Stanhope\'s language shows how far his reach exceeds his budgetary grasp. He speaks of a navy "intimately tied to Britain\'s wider position of influence in the world". He wants to "contribute significantly to the overall business of defence across the globe", to respond "at short notice to the unexpected but not unforeseen". It might be Churchill talking, Churchill with billions to burn.

The prestige case for ­defence has always been meretricious. China, Russia, Japan and ­Germany feel no need to invade distant countries to be taken seriously. Richards must be right that present and foreseeable conflicts involve complex relationships, mostly amid civilians. ­Insofar as this requires force, it means boots on the ground, not bombs in the air or manoeuvres at sea.

Any constructive use for air and sea power can only be as an adjunct to land power. It is wrong for the navy to cruise the world on "goodwill" visits or the air force to practise dog fights when a defence secretary has to write letters to service wives assuring them that soldiers have "the appropriate equipment needed to allow them to complete their mission". The statement is untrue.

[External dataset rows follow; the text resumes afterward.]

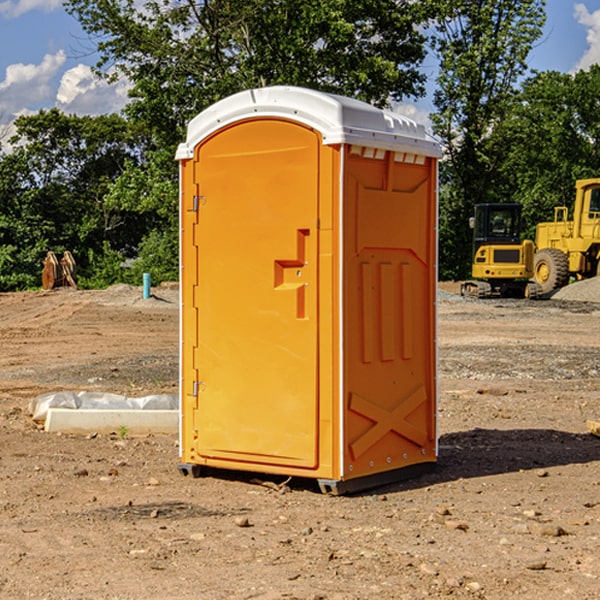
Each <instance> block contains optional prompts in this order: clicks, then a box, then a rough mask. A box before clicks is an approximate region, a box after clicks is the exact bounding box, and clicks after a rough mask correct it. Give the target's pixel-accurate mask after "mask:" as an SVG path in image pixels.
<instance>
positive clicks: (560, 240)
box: [533, 178, 600, 294]
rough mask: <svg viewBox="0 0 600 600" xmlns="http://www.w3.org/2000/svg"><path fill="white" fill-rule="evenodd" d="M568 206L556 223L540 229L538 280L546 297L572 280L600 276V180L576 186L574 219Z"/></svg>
mask: <svg viewBox="0 0 600 600" xmlns="http://www.w3.org/2000/svg"><path fill="white" fill-rule="evenodd" d="M568 214H569V210H568V208H567V207H566V206H557V207H555V208H554V221H550V222H548V223H538V225H537V227H536V235H535V245H536V254H535V261H534V274H533V276H534V280H535V281H536V282H537V283H538V284H539V286H540V287H541V290H542V293H543V294H549V293H551V292H552V291H554V290H556V289H559V288H561V287H563V286H565V285H567V284H568V283H569V281H570V279H571V278H574V279H588V278H590V277H596V276H597V275H599V274H600V178H596V179H580V180H578V181H577V182H575V203H574V205H573V218H572V220H569V219H568Z"/></svg>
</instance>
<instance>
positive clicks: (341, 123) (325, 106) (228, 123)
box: [176, 86, 441, 160]
mask: <svg viewBox="0 0 600 600" xmlns="http://www.w3.org/2000/svg"><path fill="white" fill-rule="evenodd" d="M268 117H278V118H285V119H290V120H293V121H297V122H299V123H303V124H305V125H307V126H309V127H312V128H314V129H316V130H317V131H319V132H320V133H321V135H322V137H323V144H325V145H331V144H340V143H346V144H353V145H358V146H366V147H369V148H380V149H383V150H394V151H396V152H411V153H415V154H420V155H424V156H433V157H440V156H441V148H440V144H439V143H438V142H437V141H436V140H435V139H434V138H433V137H432V136H430V135H429V134H428V133H427V132H426V131H425V127H424V126H423V125H421V124H418V123H416V122H415V121H413V120H412V119H409V118H408V117H404V116H402V115H399V114H397V113H393V112H391V111H387V110H381V109H379V108H376V107H374V106H371V105H370V104H367V103H366V102H361V101H360V100H354V99H352V98H346V97H344V96H336V95H335V94H327V93H324V92H318V91H315V90H310V89H306V88H301V87H292V86H273V87H265V88H257V89H251V90H245V91H243V92H240V93H238V94H234V95H233V96H229V97H228V98H225V99H223V100H220V101H219V102H217V103H215V104H213V105H212V106H210V107H209V108H207V109H206V110H204V111H202V112H201V113H200V114H199V115H197V116H196V117H195V118H194V119H192V120H191V121H190V123H189V125H188V131H187V138H186V141H185V143H182V144H180V145H179V148H178V149H177V154H176V158H177V159H178V160H183V159H188V158H192V157H193V156H194V147H195V146H197V145H198V144H199V143H200V142H201V141H202V140H203V139H205V138H206V137H208V136H209V135H211V134H212V133H214V132H215V131H217V130H219V129H221V128H222V127H225V126H227V125H230V124H232V123H235V122H236V121H241V120H245V119H249V118H268Z"/></svg>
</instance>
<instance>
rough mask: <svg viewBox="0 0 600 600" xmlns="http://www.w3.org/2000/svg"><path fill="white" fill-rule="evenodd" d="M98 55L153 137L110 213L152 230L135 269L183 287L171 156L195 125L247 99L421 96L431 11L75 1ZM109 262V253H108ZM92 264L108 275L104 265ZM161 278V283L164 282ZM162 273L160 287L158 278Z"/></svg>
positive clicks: (246, 2)
mask: <svg viewBox="0 0 600 600" xmlns="http://www.w3.org/2000/svg"><path fill="white" fill-rule="evenodd" d="M66 8H67V10H68V11H69V12H70V13H71V14H72V15H74V16H75V17H76V18H77V19H78V20H79V21H80V23H81V25H82V27H83V28H84V30H85V31H86V32H87V33H88V34H89V35H90V39H91V40H92V41H93V43H94V44H95V45H97V50H98V52H99V54H100V60H99V62H98V65H97V69H96V70H97V73H98V74H101V75H102V76H104V77H107V78H108V79H111V78H116V77H120V76H124V77H126V78H128V80H129V81H130V82H131V84H132V88H131V91H130V97H131V102H130V103H129V104H128V106H127V107H126V109H125V114H126V116H127V117H128V118H129V120H130V122H131V123H133V124H135V126H136V127H140V128H143V130H144V131H146V132H148V134H149V136H150V138H151V142H150V143H149V144H148V146H147V148H146V152H145V153H144V156H143V160H142V161H140V162H138V161H135V160H132V161H128V162H127V163H126V165H125V168H124V170H123V172H122V174H121V176H120V177H119V179H118V180H117V181H115V182H113V183H111V184H110V185H109V187H108V190H107V195H106V197H105V206H106V207H109V208H110V209H112V210H114V211H116V212H117V213H118V214H123V213H126V214H131V215H133V214H137V215H139V216H140V218H144V219H146V220H147V221H148V222H150V220H152V219H153V224H152V226H151V227H150V228H149V229H148V230H147V231H146V236H147V237H145V238H144V239H143V240H142V241H141V243H140V244H139V246H138V250H139V256H138V258H139V260H138V261H137V262H136V263H135V264H134V267H133V269H132V270H131V272H130V273H131V276H137V272H138V271H139V270H140V269H144V270H148V271H150V272H152V273H153V279H158V280H160V279H162V278H165V277H177V269H176V266H177V263H176V260H177V250H178V245H177V239H178V228H177V214H178V211H177V202H178V192H177V190H178V186H177V173H178V172H177V166H176V163H175V161H174V160H173V156H174V153H175V148H176V146H177V144H178V143H179V142H181V141H182V140H183V139H185V128H186V126H187V123H188V122H189V121H190V120H191V119H192V118H193V117H194V116H195V115H196V114H198V113H199V112H200V111H202V110H204V109H205V108H207V107H208V106H210V105H211V104H213V103H214V102H216V101H218V100H220V99H221V98H224V97H226V96H229V95H231V94H233V93H235V92H238V91H240V90H243V89H247V88H252V87H258V86H267V85H275V84H286V85H298V86H305V87H311V88H317V89H320V90H323V91H329V92H335V93H340V94H344V95H348V96H353V97H356V98H360V99H362V100H365V101H367V102H371V103H373V104H376V105H378V106H384V105H386V104H388V103H389V102H390V101H391V100H400V99H402V98H404V97H406V96H415V97H416V96H418V95H421V94H422V93H423V92H424V86H423V84H424V80H425V76H424V75H423V74H421V73H420V72H419V70H418V67H419V64H420V63H421V61H422V60H423V58H424V56H425V37H424V35H423V34H422V33H421V32H420V30H419V29H418V25H420V24H422V23H423V22H425V20H426V18H427V17H428V11H430V10H432V7H430V6H429V4H428V3H418V2H413V1H412V0H377V1H375V0H303V1H302V2H299V1H298V0H204V1H200V2H196V1H195V0H176V1H173V0H147V1H146V2H144V3H143V5H141V6H140V3H139V2H137V1H136V0H125V1H121V0H119V1H117V0H67V2H66ZM107 256H108V254H107ZM94 260H95V261H96V263H97V264H98V265H99V268H102V269H103V270H105V271H106V272H110V271H111V268H110V264H112V262H114V261H112V260H111V259H110V257H109V260H108V262H109V263H110V264H109V265H108V268H107V269H105V267H106V265H105V262H104V261H103V260H102V258H101V257H100V256H98V255H96V256H94ZM157 270H158V272H157ZM154 274H156V277H154Z"/></svg>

This offers a virtuous circle. Sane defence means concentrating on the task in hand: disengaging from Afghanistan in good order, and equipping an army capable of making a better fist of things should politicians again be tempted to overseas adventure. Defence does not mean thinking up fantasy justifications for costly kit.

Big savings can be made without risk to national security. In his weekly homily to the dead of Helmand, Gordon Brown always cites their "bravery". Defence needs bravery closer to home.